Using this class you can do it as:
Range based loop (read and write)
pforeach(auto &val, container) {
val = sin(val);
};
Index based for-loop
auto new_container = container;
pfor(size_t i, 0, container.size()) {
new_container[i] = sin(container[i]);
};
Define macro using std::thread and lambda expression:
#ifndef PARALLEL_FOR
#define PARALLEL_FOR(INT_LOOP_BEGIN_INCLUSIVE, INT_LOOP_END_EXCLUSIVE,I,O) \ \
{ \
int LOOP_LIMIT=INT_LOOP_END_EXCLUSIVE-INT_LOOP_BEGIN_INCLUSIVE; \
std::thread threads[LOOP_LIMIT]; auto fParallelLoop=[&](int I){ O; }; \
for(int i=0; i<LOOP_LIMIT; i++) \
{ \
threads[i]=std::thread(fParallelLoop,i+INT_LOOP_BEGIN_INCLUSIVE); \
} \
for(int i=0; i<LOOP_LIMIT; i++) \
{ \
threads[i].join(); \
} \
} \
#endif
usage:
int aaa=0; // std::atomic<int> aaa;
PARALLEL_FOR(0,90,i,
{
aaa+=i;
});
its ugly but it works (I mean, the multi-threading part, not the non-atomic incrementing).
AFAIK the simplest way to parallelize a loop, if you are sure that there are no concurrent access possible, is by using OpenMP.
It is supported by all major compilers except LLVM (as of August 2013).
Example :
for(int i = 0; i < n; ++i)
{
tab[i] *= 2;
tab2[i] /= 2;
tab3[i] += tab[i] - tab2[i];
}
This would be parallelized very easily like this :
#pragma omp parallel for
for(int i = 0; i < n; ++i)
{
tab[i] *= 2;
tab2[i] /= 2;
tab3[i] += tab[i] - tab2[i];
}
However, be aware that this is only efficient with a big number of values.

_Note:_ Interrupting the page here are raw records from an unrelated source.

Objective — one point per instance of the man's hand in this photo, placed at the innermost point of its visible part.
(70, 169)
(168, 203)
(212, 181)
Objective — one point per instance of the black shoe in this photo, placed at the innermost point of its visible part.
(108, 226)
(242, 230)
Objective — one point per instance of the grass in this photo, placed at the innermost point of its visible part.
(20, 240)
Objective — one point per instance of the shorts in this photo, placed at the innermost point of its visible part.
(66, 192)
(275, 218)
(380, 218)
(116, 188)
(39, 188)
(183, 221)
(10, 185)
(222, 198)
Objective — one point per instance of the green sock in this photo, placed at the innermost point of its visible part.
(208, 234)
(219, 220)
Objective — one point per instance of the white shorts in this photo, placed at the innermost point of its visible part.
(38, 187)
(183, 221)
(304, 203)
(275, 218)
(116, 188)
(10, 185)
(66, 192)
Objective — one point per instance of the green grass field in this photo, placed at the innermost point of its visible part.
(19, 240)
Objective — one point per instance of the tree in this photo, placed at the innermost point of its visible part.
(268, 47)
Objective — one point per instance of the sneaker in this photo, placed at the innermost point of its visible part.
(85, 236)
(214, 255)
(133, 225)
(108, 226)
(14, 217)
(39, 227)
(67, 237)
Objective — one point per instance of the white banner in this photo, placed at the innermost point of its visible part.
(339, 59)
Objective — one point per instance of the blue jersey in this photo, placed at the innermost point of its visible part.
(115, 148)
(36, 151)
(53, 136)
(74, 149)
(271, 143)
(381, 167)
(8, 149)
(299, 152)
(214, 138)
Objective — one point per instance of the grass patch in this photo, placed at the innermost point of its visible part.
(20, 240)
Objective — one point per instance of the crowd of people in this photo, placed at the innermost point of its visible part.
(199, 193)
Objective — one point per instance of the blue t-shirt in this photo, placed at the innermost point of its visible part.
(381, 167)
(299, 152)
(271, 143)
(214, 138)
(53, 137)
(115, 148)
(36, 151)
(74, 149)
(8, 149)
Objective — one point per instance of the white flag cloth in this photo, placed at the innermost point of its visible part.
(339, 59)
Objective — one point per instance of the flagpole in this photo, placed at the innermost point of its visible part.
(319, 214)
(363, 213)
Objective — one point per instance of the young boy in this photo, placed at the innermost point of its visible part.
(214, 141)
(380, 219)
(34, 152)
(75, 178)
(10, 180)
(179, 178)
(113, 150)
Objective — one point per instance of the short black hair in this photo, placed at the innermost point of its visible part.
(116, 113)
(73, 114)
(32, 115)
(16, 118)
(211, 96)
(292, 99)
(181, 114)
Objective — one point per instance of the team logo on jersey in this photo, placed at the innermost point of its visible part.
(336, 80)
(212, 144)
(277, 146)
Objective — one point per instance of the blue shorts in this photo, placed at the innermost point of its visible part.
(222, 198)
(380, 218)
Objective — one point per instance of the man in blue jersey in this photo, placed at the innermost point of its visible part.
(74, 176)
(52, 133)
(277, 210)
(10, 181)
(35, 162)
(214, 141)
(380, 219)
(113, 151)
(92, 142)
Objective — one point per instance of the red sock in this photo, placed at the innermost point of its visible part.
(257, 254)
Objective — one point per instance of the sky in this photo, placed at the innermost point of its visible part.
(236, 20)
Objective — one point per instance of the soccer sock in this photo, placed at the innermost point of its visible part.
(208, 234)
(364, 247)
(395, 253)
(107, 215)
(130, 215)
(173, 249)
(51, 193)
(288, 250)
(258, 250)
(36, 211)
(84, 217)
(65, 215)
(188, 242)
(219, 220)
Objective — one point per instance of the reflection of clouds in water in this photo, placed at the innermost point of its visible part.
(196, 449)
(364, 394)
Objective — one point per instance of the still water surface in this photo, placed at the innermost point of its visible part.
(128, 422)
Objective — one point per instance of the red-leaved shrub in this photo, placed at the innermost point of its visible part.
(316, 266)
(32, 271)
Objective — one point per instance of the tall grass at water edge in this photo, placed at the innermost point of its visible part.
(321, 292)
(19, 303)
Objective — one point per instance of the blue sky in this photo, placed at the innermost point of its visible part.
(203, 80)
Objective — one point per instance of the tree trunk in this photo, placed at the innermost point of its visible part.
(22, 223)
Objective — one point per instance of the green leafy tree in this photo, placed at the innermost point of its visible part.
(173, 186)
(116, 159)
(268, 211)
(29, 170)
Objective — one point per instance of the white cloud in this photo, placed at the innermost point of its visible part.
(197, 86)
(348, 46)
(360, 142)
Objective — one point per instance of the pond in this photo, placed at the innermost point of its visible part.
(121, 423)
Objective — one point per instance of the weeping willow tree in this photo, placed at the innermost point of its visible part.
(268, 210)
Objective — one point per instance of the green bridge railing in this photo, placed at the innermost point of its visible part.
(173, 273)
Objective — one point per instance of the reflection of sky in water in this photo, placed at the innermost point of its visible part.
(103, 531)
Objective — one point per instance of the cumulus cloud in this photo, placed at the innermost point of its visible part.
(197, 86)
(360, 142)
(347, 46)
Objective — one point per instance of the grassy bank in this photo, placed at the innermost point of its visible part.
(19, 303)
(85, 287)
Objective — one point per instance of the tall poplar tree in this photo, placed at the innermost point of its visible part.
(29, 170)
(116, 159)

If you use g++, another very C++11-ish way of doing would be using a lambda and a for_each, and use gnu parallel extensions (which can use OpenMP behind the scene) :
__gnu_parallel::for_each(std::begin(tab), std::end(tab), [&] ()
{
stuff_of_your_loop();
});
However, for_each is mainly thought for arrays, vectors, etc...
But you can "cheat" it if you only want to iterate through a range by creating a Range class with begin and end method which will mostly increment an int.
Note that for simple loops that do mathematical stuff, the algorithms in #include <numeric> and #include <algorithm> can all be parallelized with G++.